Cleo has been quite a good pup since we moved. and the balcony makes it nice and easy for her to go outside and relieve herself on the artificial grass mat whenever she pleases.

and i take her to the park everyday and let her run off-leash and fancy-free for 20 minutes to let her soak up the joy of being a dog.

and she loves that i am home with her all day, and if i have to leave, she usually gets to come along.

except. this morning, when i was enjoying watching desperate housewives on hulu, i got a waft. an all-too-familiar waft. of dog peeeeeeee. NOOOOO COME ON CLEO!

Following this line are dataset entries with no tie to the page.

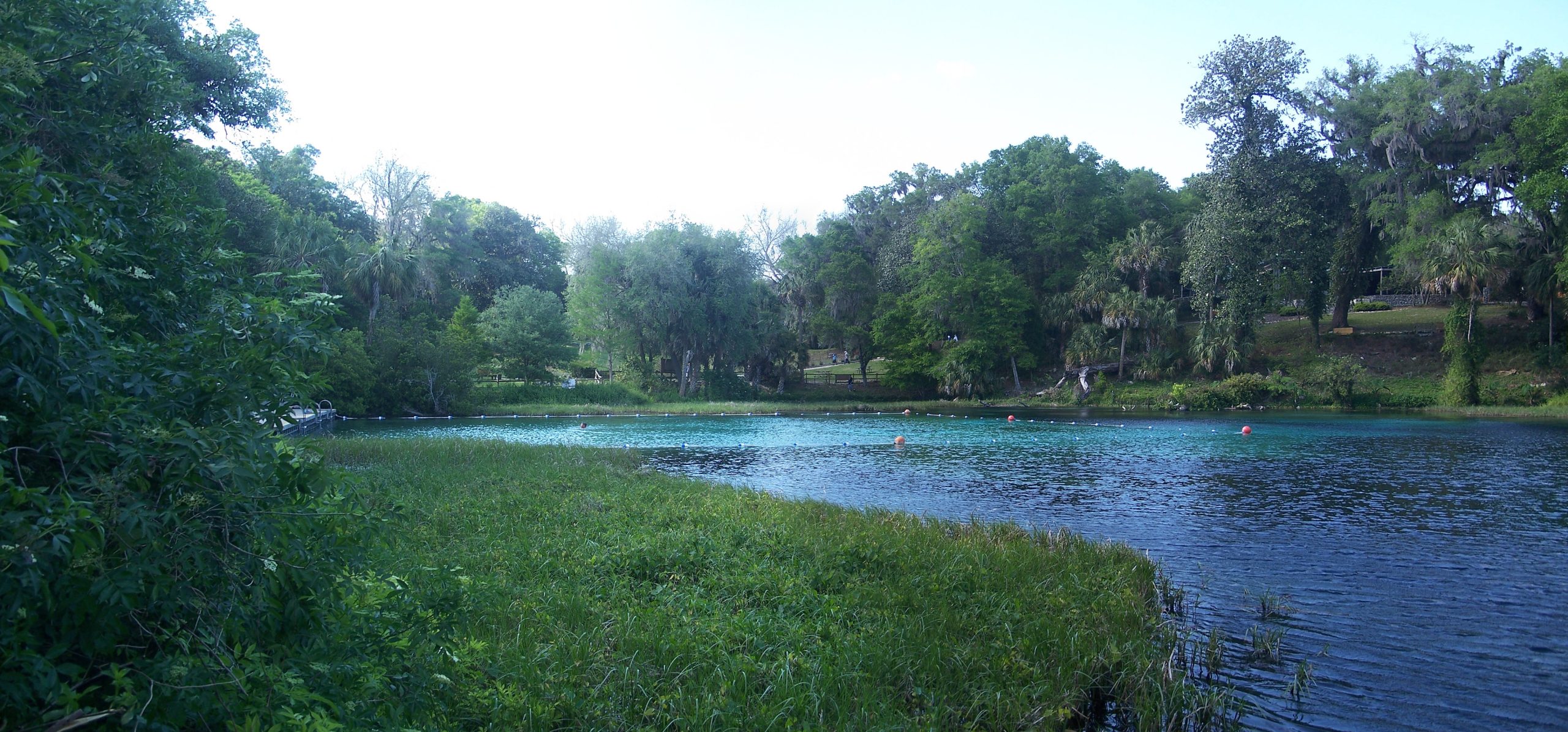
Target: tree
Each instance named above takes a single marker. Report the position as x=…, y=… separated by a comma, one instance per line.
x=165, y=554
x=1263, y=222
x=1144, y=253
x=1462, y=262
x=766, y=234
x=527, y=330
x=383, y=270
x=960, y=292
x=397, y=198
x=1123, y=311
x=1245, y=97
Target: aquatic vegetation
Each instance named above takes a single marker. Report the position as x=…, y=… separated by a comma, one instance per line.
x=606, y=596
x=1300, y=682
x=1274, y=606
x=1266, y=643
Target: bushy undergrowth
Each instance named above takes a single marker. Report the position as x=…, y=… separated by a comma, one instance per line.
x=609, y=394
x=611, y=598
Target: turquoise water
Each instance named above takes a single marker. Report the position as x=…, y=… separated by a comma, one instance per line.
x=1424, y=557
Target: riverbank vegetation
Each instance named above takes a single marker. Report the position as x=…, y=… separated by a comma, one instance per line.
x=598, y=595
x=1437, y=181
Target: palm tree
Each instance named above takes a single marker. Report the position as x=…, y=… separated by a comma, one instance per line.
x=1121, y=311
x=385, y=268
x=304, y=242
x=1542, y=281
x=1159, y=320
x=1144, y=251
x=1463, y=259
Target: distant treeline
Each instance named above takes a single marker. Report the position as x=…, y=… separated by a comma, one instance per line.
x=1045, y=256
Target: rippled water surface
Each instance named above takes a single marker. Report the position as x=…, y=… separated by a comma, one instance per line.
x=1426, y=559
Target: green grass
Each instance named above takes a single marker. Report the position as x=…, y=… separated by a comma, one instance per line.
x=604, y=596
x=874, y=369
x=734, y=407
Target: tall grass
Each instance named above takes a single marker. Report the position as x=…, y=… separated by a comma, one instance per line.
x=606, y=596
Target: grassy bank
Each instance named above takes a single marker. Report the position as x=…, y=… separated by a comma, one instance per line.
x=733, y=407
x=611, y=598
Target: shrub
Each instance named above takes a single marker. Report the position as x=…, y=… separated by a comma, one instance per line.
x=1245, y=389
x=1336, y=378
x=611, y=394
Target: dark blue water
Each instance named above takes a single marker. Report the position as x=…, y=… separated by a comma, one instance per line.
x=1426, y=559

and sure enough, when i placed my nose to the carpet, there was a definite pee smell. she must have done it while i was at the DMV. little. manipulative. shithead.

so i cleaned the spot and took her outside to her grass mat. i placed her on the mat and said, "Cleo go potty," which she knows and understands very well. she sad down on the grass mat and stared at me. so i picked her up and placed her on the mat again and said, "CLEO GO POTTY" and she laid down on the grass mat and turned her head away, refusing to look at me.

she is nothing short of an evil genius. honestly, she abuses her good looks and kind demeanor to trick us into thinking she is just a cute little dummy. but really she is peeing behind our backs when we leave.

i suppose it's our fault, though. we baby her too much. but really, LOOK AT THAT FACE, HOW COULD WE NOT WANT TO SNUGGLE AND LOVE HER ALL DAY!?!?!?!

at the park 12/11


  1. You went to the park in your jammies and
    Slippers? Low.

  2. mom! i'm wearing a t-shirt and white sweatpants and ballet flats! sheesh! give me a breakkkkkk

  3. She comes to my house again and she's dead meat. She peed and pooped everywhere. She is one UGLY bitch! (I'll bet Ann agrees). But I love you and JJ, so if Cleo has to come, she can, but I may put her, with her poop on my carpet, into a plastic bag and into you know where.